Large Scale Benchmarks

We present here the results of an exhaustive evaluation, comparing SVS to other implementations as well as evaluating the performance of different SVS flavors (with different data types, vector compression) for large scale datasets.

System Setup and Datasets 

We run our experiments on a 3rd generation Intel® Xeon® Platinum 8380 CPU @2.30GHz with 40 cores (single socket), equipped with 1TB DDR4 memory per socket @3200MT/s speed, running Ubuntu 22.04. [1] [2]

We use numactl to ran all experiments in a single socket (see NUMA Systems for details).

We use the hugeadm Linux utility to preallocate a sufficient number of 1GB huge pages for each algorithm. SVS explicitly uses huge pages to reduce the virtual memory overheads. For a fair comparison, we run other methods with system flags enabled to automatically use huge pages for large allocations.

We consider datasets that are large scale because of their total footprint (see Datasets for details):

deep-96-1B (96 dimensions, 1 billion points)
sift-128-1B (128 dimensions, 1 billion points)
t2i-200-100M (200 dimensions, 100 million points)

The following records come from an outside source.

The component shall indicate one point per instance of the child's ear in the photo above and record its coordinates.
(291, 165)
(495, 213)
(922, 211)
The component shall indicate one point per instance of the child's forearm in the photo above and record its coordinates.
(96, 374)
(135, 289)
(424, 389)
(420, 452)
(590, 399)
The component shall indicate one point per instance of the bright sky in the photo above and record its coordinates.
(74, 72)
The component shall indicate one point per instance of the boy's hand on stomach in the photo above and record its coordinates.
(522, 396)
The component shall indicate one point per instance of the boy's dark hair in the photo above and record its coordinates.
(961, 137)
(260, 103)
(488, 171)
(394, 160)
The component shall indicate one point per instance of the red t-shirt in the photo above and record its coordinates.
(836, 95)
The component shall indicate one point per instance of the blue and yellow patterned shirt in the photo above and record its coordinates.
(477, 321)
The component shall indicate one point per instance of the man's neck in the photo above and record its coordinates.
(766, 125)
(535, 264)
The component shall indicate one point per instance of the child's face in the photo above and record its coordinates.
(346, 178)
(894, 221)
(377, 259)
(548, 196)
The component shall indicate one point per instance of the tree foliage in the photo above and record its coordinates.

Comparison to Other Implementations 

Search with Reduced Memory Footprint 

In large-scale scenarios, the memory requirement grows quickly, in particular for graph-based methods. This makes these methods expensive, as the system cost is dominated by the total DRAM price. We compare here the performance, for different memory footprint regimes, of SVS vs. four widely adopted approaches: Vamana [SDSK19], HSNWlib [MaYa18], FAISS-IVFPQfs [JoDJ19], and ScaNN [GSLG20]. [3] See Parameters Setting for details on the evaluated configurations and the version of the code used for each method.

SVS exploits the power of graph-based similarity search and vector compression [ABHT23] to enable high-throughput and high-accuracy with a small memory footprint. The figure shows the results for a standard billion scale dataset (Deep-1B, 1 billion 96-dimensional vectors) for a search accuracy of 0.9 10-recall at 10. For graph-based methods, the memory footprint is a function of the graph_max_degree (R in the figure) and the vector footprint.

With a memory footprint of only 245 GiB, SVS delivers 126k queries-per-second, that is 2.3x, 2.2x, 20.7x, and 43.6x more throughput with 3.0x, 3.3x, 1.7x, and 1.8x lower memory than the current leaders, Vamana, HSNWlib, FAISS-IVFPQfs, and ScaNN respectively. With the highest-throughput configuration, SVS achieves 336k queries-per-second outperforming the second-highest by 5.8x with a 1.4x lower memory footprint (596GiB).

Parameters Setting

We used the following versions of each method: SVS commit ad821d8, Vamana commit 647f68f, HNSWlib commmit 4b2cb72, ScaNN commit d170ac5, and FAISS-IVFPQfs commit 19f7696.

For SVS and Vamana, we build Vamana graphs with: graph_max_degree = 32, 64, 126 and alpha = 1.2. SVS is used with LVQ-8 compressed vectors, with vectors padded to half cache lines (padding = 32, see Choosing the Right Compression for details). For HSNWlib, we build graphs with a window search size of 200 and graph_max_degree = 32, 64, 96 (this corresponds to M=16, 32, 48 in HSNW notation). We had to reduce graph_max_degree from 128 to 96 to fit the working set size in 1TB memory.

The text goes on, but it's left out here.